Clinical and Research Implications
ICP affected foetal outcomes, and when chorionicity was taken into consideration, although there was no difference in the incidence of neonatal stillbirth between the two groups, TBA>40 μmol/L was an independent risk factor for adverse perinatal outcomes in MC pregnancies, while TBIL level>17.1 µmol/l, AST level >200 U/L and ALP level >400 U/L were associated with a higher risk of adverse neonatal outcomes in dichorionic pregnancies. In addition, the serum biochemistry concentrations of DBIL, TBA, ALT, AST, ALP, GGT, and LDH in the MC group seemed to be apparently higher than those in the DC group. Evidence in previous literature is very limited regarding comparing the neonatal outcomes of monochorionic and dichorionic twin pregnancies complicated by ICP. Our findings indicated that monitoring predelivery liver function biochemical indexes in pregnant women according to chorionicity might facilitate personalized antenatal management to balance the iatrogenic prematurity risk and improve neonatal outcomes.
Strengths and Limitations
To our knowledge, this study is the first to compare the neonatal outcomes of monochorionic and dichorionic twin pregnancies complicated by ICP. The main strength was that we analysed the predictors of adverse outcomes in different chorionic twins.
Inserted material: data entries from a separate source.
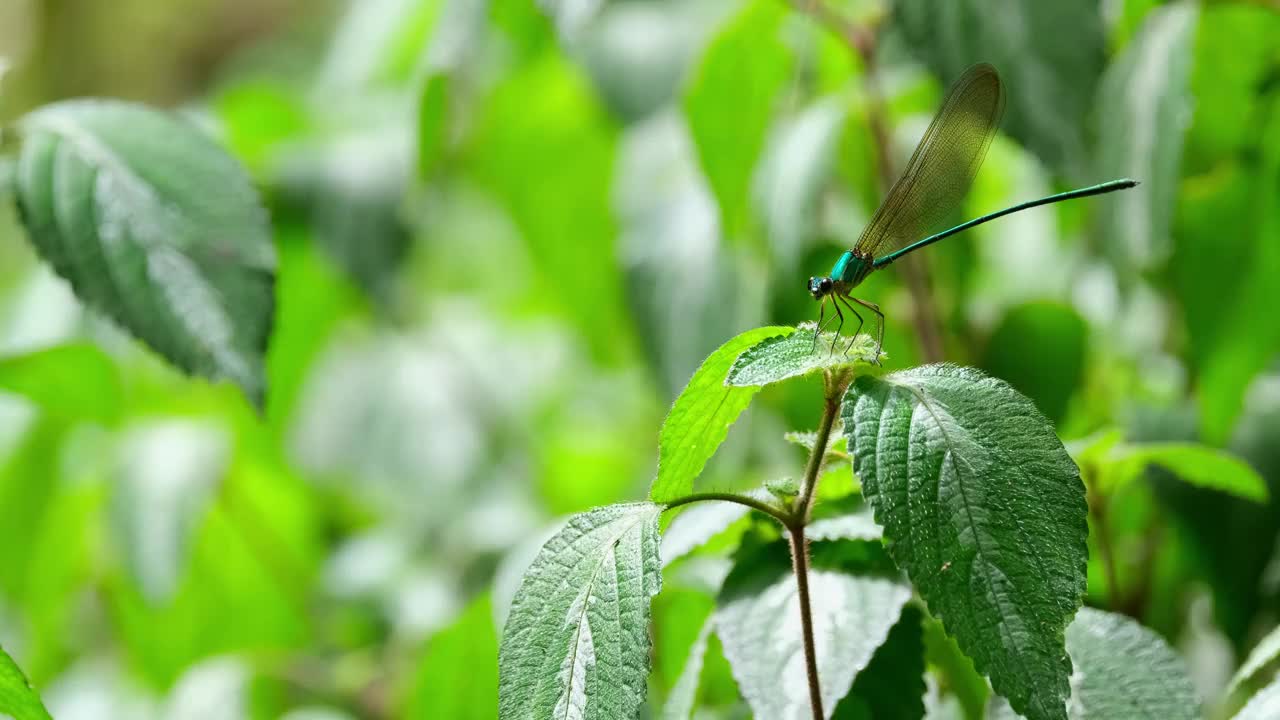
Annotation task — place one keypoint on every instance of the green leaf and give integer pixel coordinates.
(540, 128)
(955, 670)
(1262, 657)
(795, 355)
(892, 686)
(1246, 333)
(1048, 54)
(699, 523)
(844, 524)
(684, 696)
(794, 172)
(156, 227)
(730, 103)
(168, 475)
(986, 511)
(1262, 706)
(1198, 465)
(758, 619)
(458, 675)
(17, 697)
(1143, 110)
(433, 124)
(700, 417)
(77, 382)
(1123, 670)
(576, 642)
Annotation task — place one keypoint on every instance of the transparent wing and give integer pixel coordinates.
(942, 167)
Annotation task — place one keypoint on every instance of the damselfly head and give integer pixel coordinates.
(819, 287)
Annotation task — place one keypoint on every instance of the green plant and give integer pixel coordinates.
(984, 537)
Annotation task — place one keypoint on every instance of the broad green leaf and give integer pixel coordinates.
(758, 619)
(1143, 110)
(1121, 670)
(544, 147)
(351, 190)
(684, 696)
(1040, 349)
(1125, 670)
(836, 445)
(571, 16)
(986, 513)
(638, 54)
(433, 124)
(848, 524)
(792, 173)
(892, 686)
(730, 103)
(794, 355)
(17, 697)
(576, 643)
(77, 382)
(1248, 336)
(168, 475)
(700, 417)
(1262, 656)
(954, 669)
(1262, 706)
(156, 227)
(458, 675)
(1198, 465)
(1048, 54)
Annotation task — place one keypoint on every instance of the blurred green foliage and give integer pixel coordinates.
(510, 232)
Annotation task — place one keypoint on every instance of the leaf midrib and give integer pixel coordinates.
(964, 496)
(586, 602)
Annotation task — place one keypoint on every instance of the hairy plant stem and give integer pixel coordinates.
(1098, 511)
(800, 564)
(776, 513)
(799, 545)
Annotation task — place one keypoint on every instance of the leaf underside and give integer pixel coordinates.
(1121, 670)
(155, 227)
(700, 417)
(986, 513)
(576, 643)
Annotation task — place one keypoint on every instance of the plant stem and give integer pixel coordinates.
(800, 547)
(777, 514)
(800, 564)
(1098, 511)
(809, 484)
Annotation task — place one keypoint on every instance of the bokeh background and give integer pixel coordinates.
(511, 231)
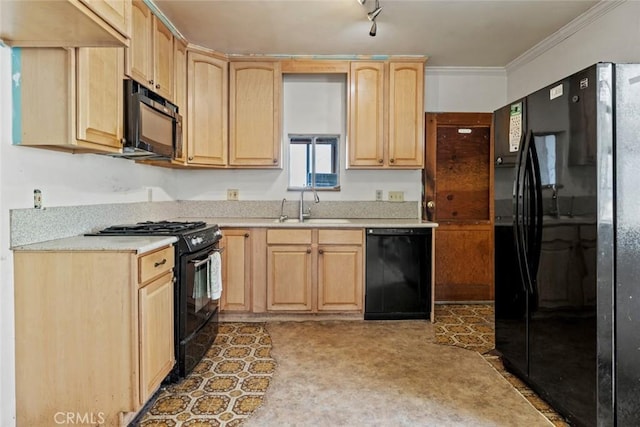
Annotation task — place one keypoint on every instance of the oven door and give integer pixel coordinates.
(197, 306)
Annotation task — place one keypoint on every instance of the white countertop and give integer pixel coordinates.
(315, 222)
(138, 244)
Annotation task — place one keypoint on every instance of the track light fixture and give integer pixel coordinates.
(372, 16)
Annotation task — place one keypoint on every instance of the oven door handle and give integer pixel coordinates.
(198, 262)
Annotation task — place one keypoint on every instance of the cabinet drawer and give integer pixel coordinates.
(339, 237)
(154, 264)
(288, 237)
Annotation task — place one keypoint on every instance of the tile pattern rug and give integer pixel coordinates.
(226, 386)
(472, 326)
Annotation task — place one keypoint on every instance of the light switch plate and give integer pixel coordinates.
(396, 196)
(232, 194)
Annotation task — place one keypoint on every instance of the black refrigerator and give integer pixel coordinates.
(567, 243)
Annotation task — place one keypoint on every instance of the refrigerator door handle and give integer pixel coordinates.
(520, 204)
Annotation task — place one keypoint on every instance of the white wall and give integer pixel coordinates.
(613, 37)
(464, 89)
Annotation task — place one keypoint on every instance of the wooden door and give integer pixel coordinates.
(162, 60)
(254, 114)
(139, 52)
(289, 278)
(366, 114)
(100, 96)
(207, 109)
(406, 114)
(459, 197)
(156, 334)
(236, 270)
(339, 278)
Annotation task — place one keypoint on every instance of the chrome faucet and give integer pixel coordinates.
(283, 217)
(302, 215)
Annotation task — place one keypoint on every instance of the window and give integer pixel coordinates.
(313, 161)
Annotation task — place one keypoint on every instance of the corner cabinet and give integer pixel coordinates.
(386, 124)
(315, 270)
(84, 85)
(207, 109)
(94, 332)
(254, 114)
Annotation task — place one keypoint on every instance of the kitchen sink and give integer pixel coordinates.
(314, 221)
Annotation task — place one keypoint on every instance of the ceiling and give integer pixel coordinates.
(477, 33)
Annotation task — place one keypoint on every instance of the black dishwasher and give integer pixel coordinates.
(398, 274)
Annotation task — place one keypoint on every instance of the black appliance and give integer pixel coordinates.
(398, 273)
(567, 306)
(196, 315)
(152, 125)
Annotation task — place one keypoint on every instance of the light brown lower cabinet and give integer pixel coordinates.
(236, 270)
(94, 333)
(314, 270)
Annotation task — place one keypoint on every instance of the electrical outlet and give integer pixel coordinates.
(232, 194)
(396, 196)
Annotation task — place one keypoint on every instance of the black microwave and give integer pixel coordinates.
(152, 125)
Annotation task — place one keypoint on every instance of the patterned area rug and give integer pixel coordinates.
(225, 387)
(472, 326)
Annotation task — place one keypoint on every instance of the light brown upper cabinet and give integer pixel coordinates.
(150, 54)
(207, 109)
(386, 105)
(84, 85)
(254, 114)
(66, 23)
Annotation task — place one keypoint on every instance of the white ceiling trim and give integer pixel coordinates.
(465, 71)
(593, 14)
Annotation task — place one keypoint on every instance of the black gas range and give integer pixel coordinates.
(198, 263)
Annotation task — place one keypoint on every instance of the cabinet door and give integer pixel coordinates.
(236, 270)
(115, 12)
(340, 278)
(406, 114)
(254, 106)
(156, 334)
(100, 96)
(162, 60)
(180, 92)
(208, 110)
(289, 278)
(366, 124)
(140, 53)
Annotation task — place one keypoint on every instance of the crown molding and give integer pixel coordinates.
(593, 14)
(466, 71)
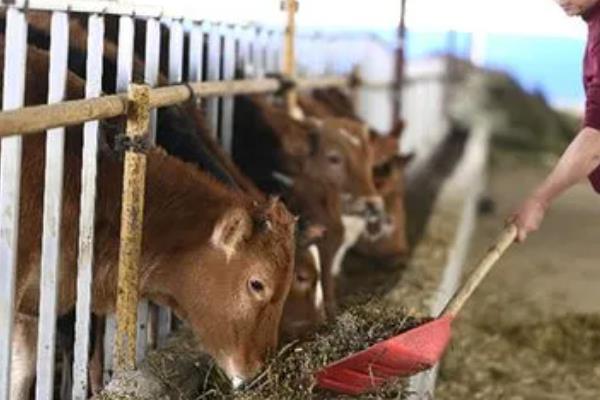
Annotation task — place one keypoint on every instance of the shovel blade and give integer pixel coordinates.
(404, 355)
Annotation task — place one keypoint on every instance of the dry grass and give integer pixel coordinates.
(289, 374)
(493, 358)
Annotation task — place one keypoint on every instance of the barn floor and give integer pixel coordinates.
(532, 331)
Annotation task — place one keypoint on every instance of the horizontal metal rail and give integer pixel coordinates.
(34, 119)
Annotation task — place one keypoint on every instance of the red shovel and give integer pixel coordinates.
(412, 351)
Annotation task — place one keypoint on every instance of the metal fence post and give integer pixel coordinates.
(13, 95)
(50, 273)
(93, 88)
(132, 213)
(289, 55)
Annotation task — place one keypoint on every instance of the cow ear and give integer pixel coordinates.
(315, 123)
(397, 129)
(311, 234)
(366, 131)
(233, 227)
(407, 158)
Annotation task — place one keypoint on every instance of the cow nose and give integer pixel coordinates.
(374, 208)
(236, 382)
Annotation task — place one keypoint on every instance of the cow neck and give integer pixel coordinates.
(182, 204)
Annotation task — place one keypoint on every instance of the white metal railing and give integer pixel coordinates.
(259, 50)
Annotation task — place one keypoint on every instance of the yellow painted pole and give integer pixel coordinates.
(289, 55)
(132, 212)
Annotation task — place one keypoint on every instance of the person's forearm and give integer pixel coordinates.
(577, 162)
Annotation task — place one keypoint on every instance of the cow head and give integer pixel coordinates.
(304, 308)
(232, 290)
(342, 154)
(388, 175)
(319, 202)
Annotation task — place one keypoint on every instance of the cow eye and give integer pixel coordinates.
(257, 286)
(301, 278)
(334, 158)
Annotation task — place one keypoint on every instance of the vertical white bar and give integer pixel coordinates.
(165, 317)
(10, 178)
(152, 64)
(124, 76)
(244, 62)
(213, 74)
(273, 47)
(50, 274)
(259, 53)
(196, 53)
(176, 52)
(93, 88)
(229, 60)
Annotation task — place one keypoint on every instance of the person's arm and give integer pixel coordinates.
(577, 162)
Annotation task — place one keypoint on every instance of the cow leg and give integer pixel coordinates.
(23, 357)
(96, 365)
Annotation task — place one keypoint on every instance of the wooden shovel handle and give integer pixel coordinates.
(506, 238)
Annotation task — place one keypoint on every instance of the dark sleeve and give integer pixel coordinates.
(592, 103)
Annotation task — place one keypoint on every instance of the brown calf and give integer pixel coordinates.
(391, 246)
(183, 132)
(222, 261)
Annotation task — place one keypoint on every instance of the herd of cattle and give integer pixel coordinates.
(244, 247)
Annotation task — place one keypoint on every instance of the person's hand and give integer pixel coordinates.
(528, 217)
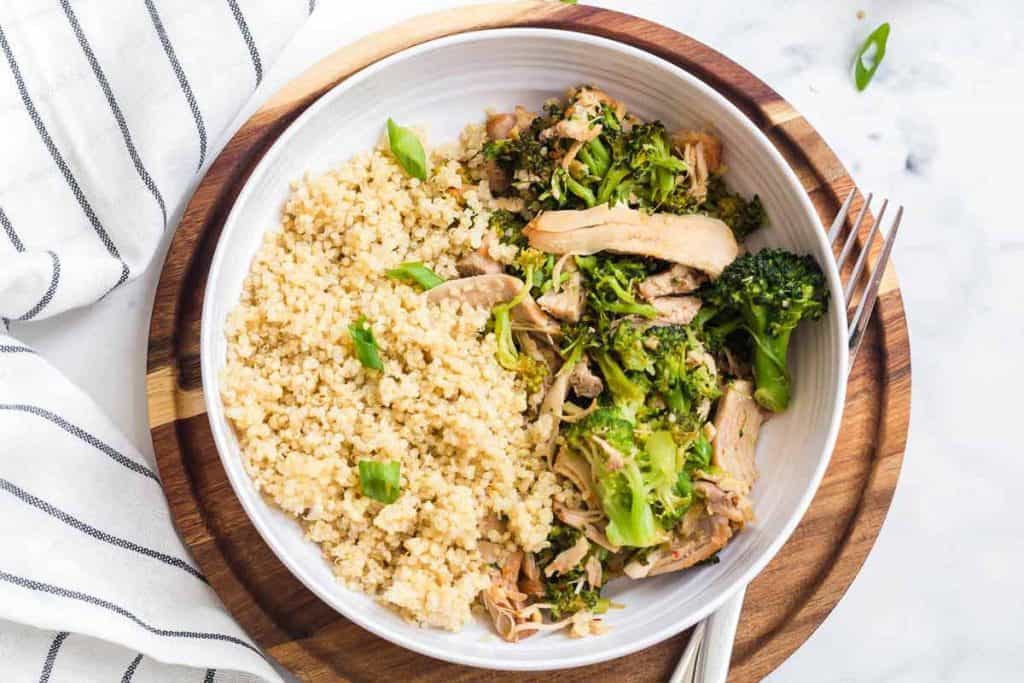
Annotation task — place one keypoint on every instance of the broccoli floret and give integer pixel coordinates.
(681, 382)
(628, 342)
(508, 226)
(609, 284)
(739, 214)
(619, 480)
(529, 370)
(670, 485)
(628, 391)
(654, 167)
(770, 292)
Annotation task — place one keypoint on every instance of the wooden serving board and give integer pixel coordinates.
(784, 604)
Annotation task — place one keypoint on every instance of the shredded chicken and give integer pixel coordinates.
(737, 422)
(477, 263)
(676, 310)
(487, 291)
(696, 241)
(507, 605)
(677, 280)
(552, 407)
(584, 382)
(567, 303)
(615, 460)
(574, 467)
(566, 560)
(529, 578)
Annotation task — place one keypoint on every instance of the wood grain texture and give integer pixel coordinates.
(786, 601)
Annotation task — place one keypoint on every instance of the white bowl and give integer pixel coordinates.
(444, 84)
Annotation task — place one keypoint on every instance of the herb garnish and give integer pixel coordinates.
(875, 50)
(407, 148)
(380, 480)
(366, 345)
(415, 271)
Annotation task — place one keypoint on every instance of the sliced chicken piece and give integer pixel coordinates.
(567, 303)
(584, 382)
(574, 467)
(677, 280)
(711, 146)
(552, 408)
(491, 290)
(699, 242)
(676, 310)
(591, 522)
(697, 548)
(614, 457)
(507, 605)
(529, 578)
(477, 263)
(729, 504)
(499, 179)
(500, 126)
(568, 559)
(737, 422)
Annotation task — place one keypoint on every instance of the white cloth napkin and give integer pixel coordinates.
(108, 109)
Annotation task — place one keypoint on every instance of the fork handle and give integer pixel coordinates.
(721, 633)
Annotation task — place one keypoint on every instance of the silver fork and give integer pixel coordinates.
(706, 658)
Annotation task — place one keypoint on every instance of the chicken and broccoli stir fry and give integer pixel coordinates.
(653, 346)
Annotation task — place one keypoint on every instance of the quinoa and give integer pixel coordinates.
(306, 412)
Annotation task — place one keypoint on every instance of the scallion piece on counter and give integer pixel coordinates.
(407, 148)
(380, 481)
(415, 271)
(366, 345)
(873, 50)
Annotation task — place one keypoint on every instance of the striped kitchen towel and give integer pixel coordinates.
(108, 110)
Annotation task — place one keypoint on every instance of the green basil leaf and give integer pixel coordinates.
(862, 73)
(415, 271)
(380, 481)
(407, 148)
(366, 345)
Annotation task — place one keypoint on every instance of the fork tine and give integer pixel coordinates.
(851, 238)
(858, 267)
(866, 305)
(841, 217)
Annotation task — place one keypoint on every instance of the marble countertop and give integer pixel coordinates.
(938, 130)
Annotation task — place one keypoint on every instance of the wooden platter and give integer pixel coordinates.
(783, 605)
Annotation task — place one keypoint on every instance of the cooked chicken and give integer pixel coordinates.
(574, 467)
(615, 460)
(566, 304)
(552, 408)
(540, 349)
(737, 422)
(498, 178)
(566, 560)
(699, 242)
(676, 310)
(500, 126)
(711, 146)
(712, 536)
(491, 290)
(677, 280)
(591, 522)
(529, 579)
(584, 382)
(729, 504)
(477, 263)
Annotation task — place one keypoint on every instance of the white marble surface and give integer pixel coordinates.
(939, 130)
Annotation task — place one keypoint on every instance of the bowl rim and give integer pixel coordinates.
(250, 499)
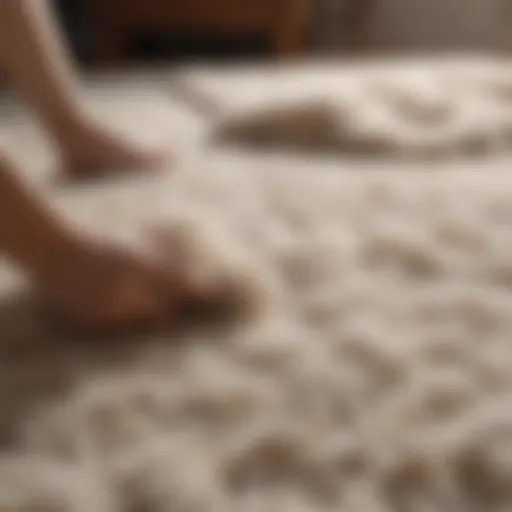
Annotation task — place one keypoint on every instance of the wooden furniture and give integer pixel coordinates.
(287, 22)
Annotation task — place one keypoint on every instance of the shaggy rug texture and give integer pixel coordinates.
(376, 377)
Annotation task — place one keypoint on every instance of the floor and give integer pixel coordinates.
(376, 378)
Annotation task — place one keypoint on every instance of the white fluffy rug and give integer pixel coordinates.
(379, 379)
(429, 109)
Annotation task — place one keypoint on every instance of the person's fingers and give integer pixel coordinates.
(132, 299)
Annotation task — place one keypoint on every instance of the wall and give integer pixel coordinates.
(443, 24)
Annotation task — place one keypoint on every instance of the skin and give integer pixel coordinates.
(92, 281)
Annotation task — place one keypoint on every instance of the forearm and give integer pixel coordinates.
(31, 234)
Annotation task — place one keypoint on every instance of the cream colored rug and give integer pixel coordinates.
(428, 108)
(379, 378)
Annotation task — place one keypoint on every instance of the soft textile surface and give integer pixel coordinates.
(429, 110)
(378, 379)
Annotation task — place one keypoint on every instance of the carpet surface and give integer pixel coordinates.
(378, 378)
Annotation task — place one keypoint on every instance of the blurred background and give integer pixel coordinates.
(120, 32)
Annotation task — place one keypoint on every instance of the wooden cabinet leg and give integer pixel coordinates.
(290, 37)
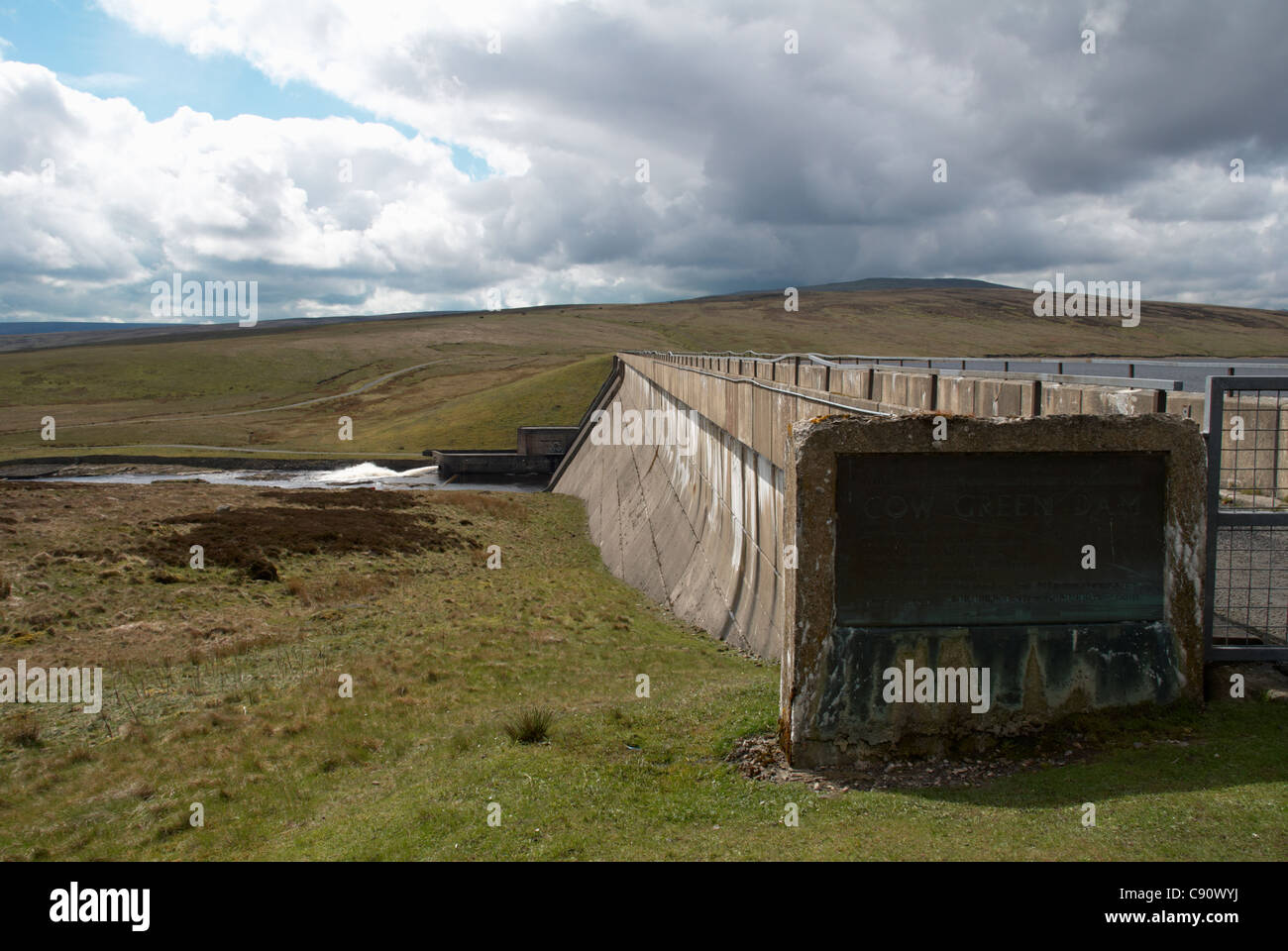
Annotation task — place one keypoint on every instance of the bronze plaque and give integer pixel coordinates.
(956, 539)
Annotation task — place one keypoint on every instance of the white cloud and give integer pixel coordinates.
(765, 167)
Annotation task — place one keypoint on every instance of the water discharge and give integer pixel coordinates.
(370, 472)
(364, 475)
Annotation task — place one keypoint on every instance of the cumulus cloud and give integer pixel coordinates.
(764, 167)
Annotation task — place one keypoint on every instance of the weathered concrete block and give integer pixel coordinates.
(811, 376)
(838, 699)
(1061, 398)
(1108, 401)
(850, 381)
(1186, 405)
(918, 390)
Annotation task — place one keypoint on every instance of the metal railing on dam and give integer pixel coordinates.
(698, 525)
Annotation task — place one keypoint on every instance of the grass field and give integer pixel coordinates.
(469, 380)
(224, 690)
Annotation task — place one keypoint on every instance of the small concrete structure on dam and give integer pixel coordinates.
(935, 558)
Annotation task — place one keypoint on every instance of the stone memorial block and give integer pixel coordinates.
(990, 581)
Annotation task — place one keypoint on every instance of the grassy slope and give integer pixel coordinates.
(226, 693)
(129, 393)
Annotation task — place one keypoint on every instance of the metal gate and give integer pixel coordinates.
(1245, 608)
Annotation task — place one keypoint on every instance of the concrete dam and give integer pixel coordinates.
(853, 521)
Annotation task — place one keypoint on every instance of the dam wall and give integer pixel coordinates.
(699, 528)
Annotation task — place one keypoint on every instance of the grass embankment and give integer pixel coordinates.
(224, 692)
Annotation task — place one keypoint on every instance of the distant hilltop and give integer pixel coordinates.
(906, 283)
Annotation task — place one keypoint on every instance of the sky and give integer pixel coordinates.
(377, 157)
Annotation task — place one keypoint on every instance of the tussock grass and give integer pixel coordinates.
(226, 692)
(531, 724)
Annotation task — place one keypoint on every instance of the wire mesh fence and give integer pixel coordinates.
(1245, 613)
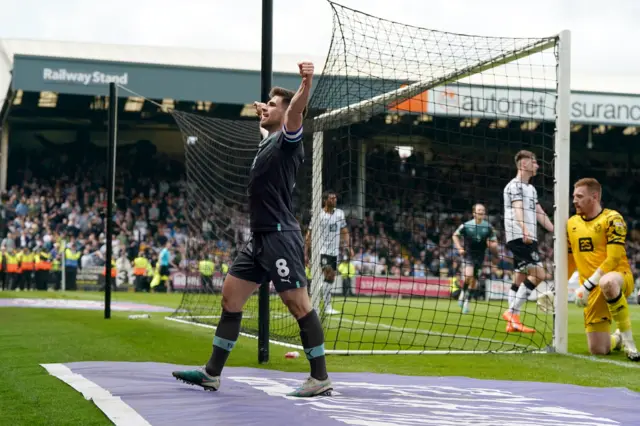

This result may help providers when they make delivery plans for patients with ICP in monochorionic and dichorionic twin pregnancies. In addition, we excluded twin pregnancies complicated by TTTS, TAPS and TRAPS to reduce bias in the assessment of neonatal outcomes. Several limitations of this study should be mentioned. First, this study was a single-centre study, and because it was not entirely population based nationally, the findings do not have reference value for populations in other regions. The data should therefore be interpreted with care because a selection bias may have been introduced due to regional divergence, and multicentre studies with adequate power remain warranted. Second, our study was retrospective, and medical records rather than direct patient interviews were used to obtain the data. Several maternal variables were not fully documented.